Des mots à peine audibles. Non, il ne rêve pas. Il entend des mots qui se précisent. Une fois, deux fois, trois fois...Aide-moi. Oui, son père prononce ces mots, en appuyant la main sur le visage de son fils : Aide-moi...
Léo se redresse. Il le regarde. Quelques centimètres les séparent : "Papa, je veux t'aider. Je suis venu t'aider.
- Aime-moi..."
Léo sursaute. il n'est pas sûr d'avoir compris. Il passe la main derrière la tête de son père et la soulève à peine : Papa... Oui... Je t'aime.
Il reçoit en réponse une légère pression sur le bras. Il serre contre lui le visage de son père. C'est contre son coeur qu'il tient maintenant son père. Il reste ainsi, les yeux fermés avec son père qui a fermé les siens.
La suite, Léo la vit comme dans un rêve. Des nuages assombrissent le ciel. La lumière du jour faiblit. La chambre s'obscurcit. Ses gestes se font lents, comme s'il évoluait dans les profondeurs. Il prend l'oreiller et le glisse entre sa poitrine et le visage de son père. Il passe les deux mains derrière son crâne et il serre. Les yeux, le nez, la bouche contre le duvet, son père esquisse un timide mouvement de recul. Puis il s'abandonne. Il se laisse faire. Il laisse s'enfoncer sa tête dans l'épaisseur de l'oreiller. Il entend battre son sang. Ou peut-être est-ce celui de son fils dont il est si proche maintenant? Léo continue de serrer. Il serre de plus en plus fort. Il n'arrête pas quand il sent les mains de son père s'agripper à ses bras.
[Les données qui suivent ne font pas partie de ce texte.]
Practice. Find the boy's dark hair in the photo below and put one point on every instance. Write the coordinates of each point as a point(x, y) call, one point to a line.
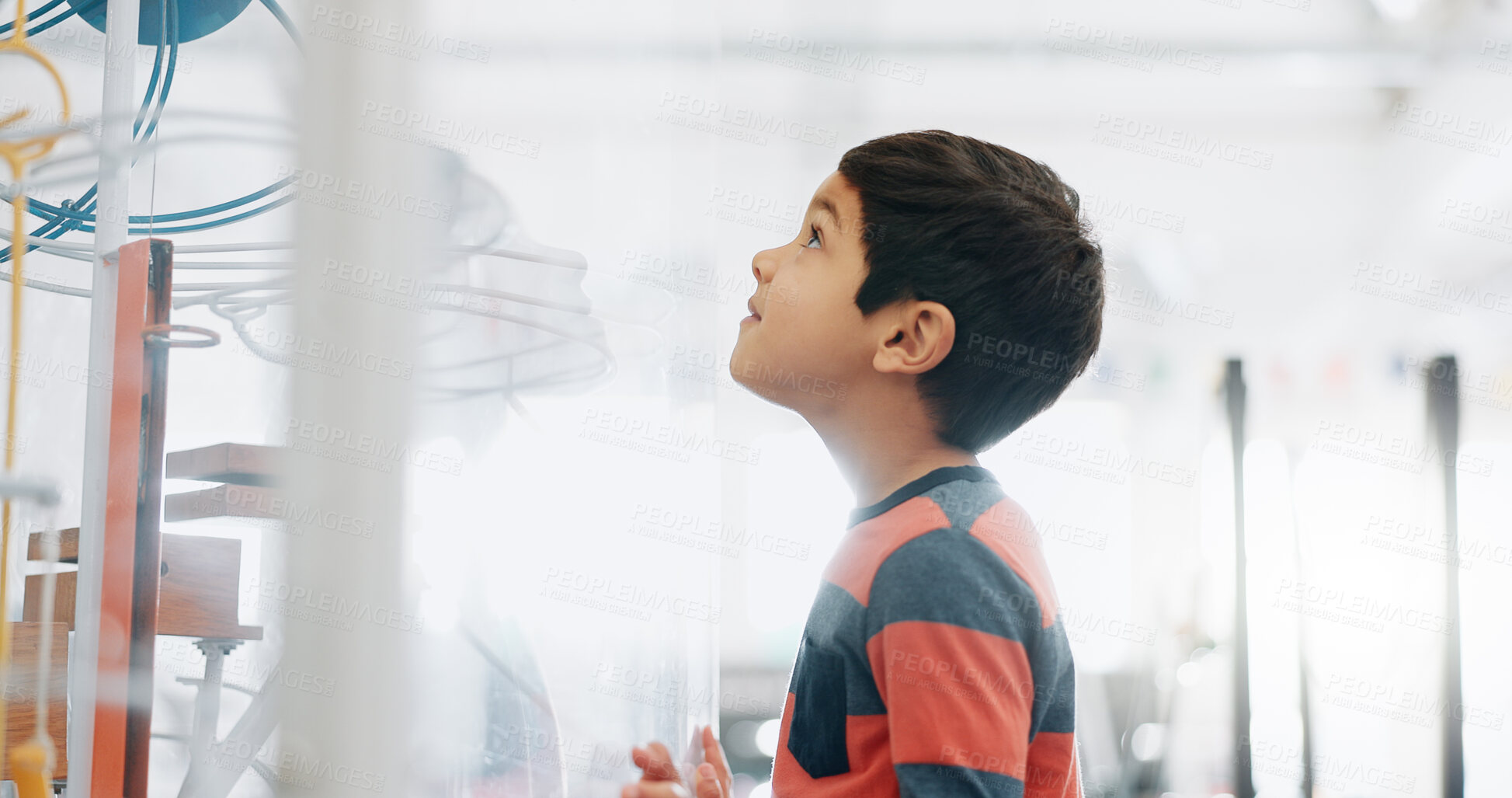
point(997, 238)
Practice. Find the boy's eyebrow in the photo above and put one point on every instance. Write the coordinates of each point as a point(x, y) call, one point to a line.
point(823, 204)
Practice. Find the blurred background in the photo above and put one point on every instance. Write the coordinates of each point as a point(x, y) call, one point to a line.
point(608, 541)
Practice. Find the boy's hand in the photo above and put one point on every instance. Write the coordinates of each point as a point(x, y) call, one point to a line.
point(661, 780)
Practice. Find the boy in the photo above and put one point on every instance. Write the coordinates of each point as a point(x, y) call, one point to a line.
point(951, 291)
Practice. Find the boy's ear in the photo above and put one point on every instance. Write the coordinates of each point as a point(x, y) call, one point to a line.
point(921, 336)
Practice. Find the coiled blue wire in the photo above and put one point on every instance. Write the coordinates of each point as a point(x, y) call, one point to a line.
point(71, 217)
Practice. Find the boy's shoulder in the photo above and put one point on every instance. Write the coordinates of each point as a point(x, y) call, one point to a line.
point(958, 545)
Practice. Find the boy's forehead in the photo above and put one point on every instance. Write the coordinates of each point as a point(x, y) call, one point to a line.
point(836, 197)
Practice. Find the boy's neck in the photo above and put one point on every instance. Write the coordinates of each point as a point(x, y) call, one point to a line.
point(878, 465)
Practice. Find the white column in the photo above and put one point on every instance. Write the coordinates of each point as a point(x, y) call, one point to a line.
point(118, 111)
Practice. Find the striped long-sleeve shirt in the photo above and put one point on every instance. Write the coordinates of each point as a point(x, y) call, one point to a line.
point(933, 662)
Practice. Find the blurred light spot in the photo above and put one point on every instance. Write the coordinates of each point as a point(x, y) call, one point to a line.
point(1148, 742)
point(767, 741)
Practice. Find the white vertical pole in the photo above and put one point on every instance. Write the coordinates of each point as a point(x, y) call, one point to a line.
point(118, 113)
point(357, 207)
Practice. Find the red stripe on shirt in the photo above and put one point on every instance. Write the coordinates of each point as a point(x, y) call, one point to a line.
point(954, 695)
point(870, 542)
point(867, 748)
point(1007, 531)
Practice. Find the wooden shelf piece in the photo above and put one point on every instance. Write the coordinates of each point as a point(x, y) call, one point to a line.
point(238, 464)
point(20, 692)
point(197, 595)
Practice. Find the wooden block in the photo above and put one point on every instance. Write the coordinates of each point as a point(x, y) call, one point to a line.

Il n'arrête pas quand il sent tressaillir les jambes de son père sous le drap. Il pose les lèvres sur les cheveux de son père. Il attend que tout se calme. Il attend longtemps après le dernier sursaut. Il tient son père contre lui, fermement, comme un noyé qu'il ramènerait au rivage. Il tire l'oreiller chiffonné qui tombe à côté du lit. Il regarde son père. Ses yeux sont ouverts. Sa bouche est ouverte. Il l'étend. Il ramène ses bras le long de son corps. Il remonte le drap. il se relève.
Il voit, debout contre le mur, sous la croix noire, Suzie qui n'a pas bougé : Laissez-moi seule avec lui. Je vais m'asseoir près de lui. C'est mon tour maintenant. Dépêchez-vous de rentrer avant l'orage."